A chaque fois que j’enfourche mon vélo, cette chanson me revient à la tête, comme une rengaine, et je me souviens.

 Paulette est décédée, il y a quelques années déjà, la mémoire en lambeaux, ses souvenirs hachés menus, passés à la moulinette d’Alzheimer. Pourtant, quand nous étions ados, elle retenait tous les airs à la mode, et les paroles aussi.  C’était elle qui chantait le plus fort, à tue-tête, à bicyclette. C’était toujours elle qui menait la danse, elle qui décidait des directions à prendre, qui décrétait quel nouvel endroit visiter.
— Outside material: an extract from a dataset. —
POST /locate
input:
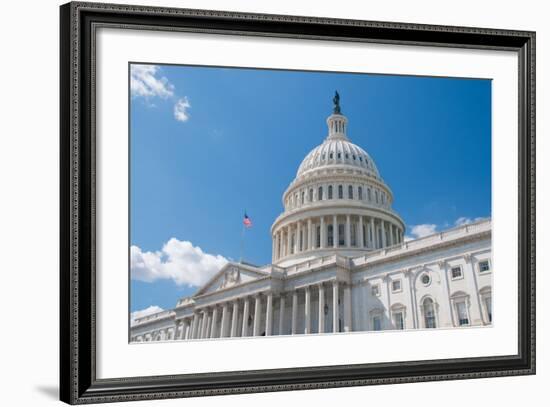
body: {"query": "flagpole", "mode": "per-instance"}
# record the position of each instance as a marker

Elle pédalait, elle riait, elle tombait quelquefois à force de faire l’andouille dans les descentes. Ses longs cheveux corbeau volaient au vent, laissant derrière elle comme un sillage. Quelquefois une poussière dans l’œil l’obligeait à arrêter. C’était toujours Firmin qui s’agenouillait auprès d’elle et lui nettoyait délicatement le visage. Ah, Firmin ! Toujours prêt à aider les autres, une bonne pâte comme aurait dit ma grand-mère. Jamais un mot plus haut qu’un autre, et son sourire lui donnait presque un air benêt. Il était toujours de bonne humeur, d’accord avec tout le monde et ne se fâchait jamais. Il était toujours dans l’ombre de Paulette, guettant ses faveurs. Puis Firmin s’engageât et pris les armes. Les volets bleus de sa petite maison restèrent longtemps fermés, la vigne vierge et le lierre prirent possession des façades. Seule, Paulette venait encore cueillir quelques roses, les premières années, avant que la végétation n’ait complètement envahie le lopin de terre.

Quant à Fernand, toujours à la traîne sur son vélo, il nous rejoignait toujours, bien après que nous ayons posé nos vélos dans l’herbe et déplié la couverture pour le pique-nique. Malgré son embonpoint, il mettait un point d’honneur à faire les mêmes parcours que nous, à nous suivre partout quelque soit la météo ou l’heure. Il arrivait essoufflé, rougi par l’effort, mais content de l’avoir fait. On savait bien que de temps en temps, il mettait pied à terre pour finir une côte, mais jamais nous ne l’avions charrié là-dessus, car il se chargeait toujours du pain. De belles miches de campagne, qui sortaient du four à bois que son père faisait ronronner tous les matins. C’est Fernand qui a repris la boulangerie de son père, puis son fils, Ferdinand, et maintenant son petit-fils Franck, une affaire qui est toujours resté dans la famille, même si avec les rénovations successives, la rutilante boutique actuelle ne ressemble plus du tout au fournil où nous allions chiper les croissants.

Les jumeaux, Francis et Sébastien, quant à eux, se ressemblaient tellement qu’il était bien difficile de ne pas se tromper. Ils en jouaient, d’ailleurs, s’amusant à se faire passer l’un pour l’autre, au grand désespoir de leur père qui, depuis leur naissance, ne cessait de les confondre. Seule leur mère y arrivait. « L’instant maternel » plaisantait-elle. Joyeux bout-en-trains, Francis et Sébastien amenaient de l’ambiance et réchauffaient toujours l’atmosphère par leurs blagues et leur optimisme. Tous deux sont montés à la capitale pour faire fortune. On n’en entendit plus jamais parler d’eux.

Et moi ? J’ai fini par épouser Paulette, car Firmin n’est jamais revenu, nous avons eu trois enfants : deux filles et un garçon qui ont eu à leur tour des enfants, qui chantent à bicyclette, à tue-tête, sur les chemins.